Tuesday, August 08, 2006

Immigration to the Bay

As the immigration debate continues to divide the Nation, an immigrant species of crab from China could threaten the Bay’s ecosystem.
Fisheries experts across the Chesapeake Bay went on alert yesterday after scientists identified a second Chinese mitten crab, raising questions that the species could threaten the bay's already struggling native crabs and shellfish and further harm its ecosystem.

Like the bay's beloved blue crab, the mitten crab -- a native of China and the Korean Peninsula named for the furry growths on its pincers -- eats small worms and juvenile shellfish. It prefers habitat similar to native crabs', and under the right conditions can breed furiously.

That all raises fears that if it manages to establish itself, the mitten crab would eat already scarce oyster populations and compete for food with the blue crab, the region's marquee species and its most lucrative aquatic commodity…

"The last thing we need is one more introduction in the bay, which may be the final nail in the coffin for some native species on the verge of collapse or decline," said Rom Lipcius, a researcher at the Virginia Institute for Marine Science. "To me, it's unlikely that there's already a population . . . [but] the urgency is to find out how these crabs got there and stop it."

The mystery of the crabs' appearance began when a waterman caught a funny-looking crab near the mouth of the Patapsco River and handed it over to Steve Takos, a volunteer ranger at North Point State Park near Baltimore. Takos recalls the incident as taking place in 2003, but Ruiz said the waterman told him he caught it last summer.
The mitten crab has become a legitimate threat in San Francisco:
The mitten crab is fully established in San Francisco Bay, where it was first found in the early 1990s and is believed to have arrived in ship ballast water.

"They are quite problematic. They are very aggressive crabs and compete with our native crabs," said Andrea Swensrud, program manager at the Marine Science Institute in Redwood City, Calif.

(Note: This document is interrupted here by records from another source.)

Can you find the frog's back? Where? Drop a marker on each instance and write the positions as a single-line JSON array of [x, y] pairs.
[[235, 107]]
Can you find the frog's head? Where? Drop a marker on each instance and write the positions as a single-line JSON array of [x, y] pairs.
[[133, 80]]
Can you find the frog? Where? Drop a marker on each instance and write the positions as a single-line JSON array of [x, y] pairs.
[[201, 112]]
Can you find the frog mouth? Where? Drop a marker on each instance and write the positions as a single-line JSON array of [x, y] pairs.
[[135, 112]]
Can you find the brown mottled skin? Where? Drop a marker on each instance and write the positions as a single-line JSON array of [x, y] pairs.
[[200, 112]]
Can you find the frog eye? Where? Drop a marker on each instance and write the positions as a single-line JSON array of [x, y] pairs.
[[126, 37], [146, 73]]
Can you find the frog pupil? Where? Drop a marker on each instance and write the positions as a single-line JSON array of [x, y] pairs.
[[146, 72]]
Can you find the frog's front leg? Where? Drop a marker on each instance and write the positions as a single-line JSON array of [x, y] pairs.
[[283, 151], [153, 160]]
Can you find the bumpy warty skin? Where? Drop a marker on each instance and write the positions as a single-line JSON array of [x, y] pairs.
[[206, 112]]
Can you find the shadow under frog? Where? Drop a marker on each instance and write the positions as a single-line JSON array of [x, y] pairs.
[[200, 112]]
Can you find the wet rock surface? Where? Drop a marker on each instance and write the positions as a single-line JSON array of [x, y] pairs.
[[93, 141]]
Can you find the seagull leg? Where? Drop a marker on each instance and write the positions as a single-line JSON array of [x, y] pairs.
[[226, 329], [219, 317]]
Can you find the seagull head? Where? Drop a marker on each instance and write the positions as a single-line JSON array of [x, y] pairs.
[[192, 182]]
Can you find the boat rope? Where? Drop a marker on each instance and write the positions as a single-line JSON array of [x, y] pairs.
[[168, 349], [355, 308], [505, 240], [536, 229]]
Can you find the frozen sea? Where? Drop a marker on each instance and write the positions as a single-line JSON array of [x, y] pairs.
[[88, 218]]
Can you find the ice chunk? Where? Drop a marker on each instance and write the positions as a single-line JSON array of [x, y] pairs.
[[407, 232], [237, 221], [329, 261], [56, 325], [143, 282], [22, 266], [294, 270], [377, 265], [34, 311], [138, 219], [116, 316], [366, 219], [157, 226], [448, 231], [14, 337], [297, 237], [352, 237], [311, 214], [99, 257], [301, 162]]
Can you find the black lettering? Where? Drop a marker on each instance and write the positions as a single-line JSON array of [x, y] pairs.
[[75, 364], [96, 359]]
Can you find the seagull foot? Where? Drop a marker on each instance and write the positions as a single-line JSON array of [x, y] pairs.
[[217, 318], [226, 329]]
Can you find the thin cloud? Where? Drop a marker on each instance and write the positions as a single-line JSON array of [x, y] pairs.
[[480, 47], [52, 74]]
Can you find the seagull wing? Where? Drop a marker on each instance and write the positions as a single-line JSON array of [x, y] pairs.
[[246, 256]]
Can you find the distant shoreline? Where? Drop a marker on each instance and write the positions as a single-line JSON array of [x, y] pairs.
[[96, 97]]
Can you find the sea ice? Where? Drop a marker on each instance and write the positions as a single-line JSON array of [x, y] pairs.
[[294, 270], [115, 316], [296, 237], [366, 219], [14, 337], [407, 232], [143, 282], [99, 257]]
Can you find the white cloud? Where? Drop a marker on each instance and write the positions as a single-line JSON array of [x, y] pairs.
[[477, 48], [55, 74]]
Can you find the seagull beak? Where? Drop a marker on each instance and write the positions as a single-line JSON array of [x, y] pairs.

The crabs also burrow into levees and banks to make their homes, contributing to erosion and potential flooding problems, she said. In Europe, they weaken dams and clog water intake pipes.
The crabbing industry and other Bay jobs are already threatened by pollution, global warming, over development and enormous corporate fish farms. I like to think that I'm pro-immigrant and support an open borders policy (after all, my great grandparents came here from Ireland and Italy at a time when neither 'race' was very popular), but I would fully support the exportation of all Chinese mitten crabs from the Chesapeake Bay.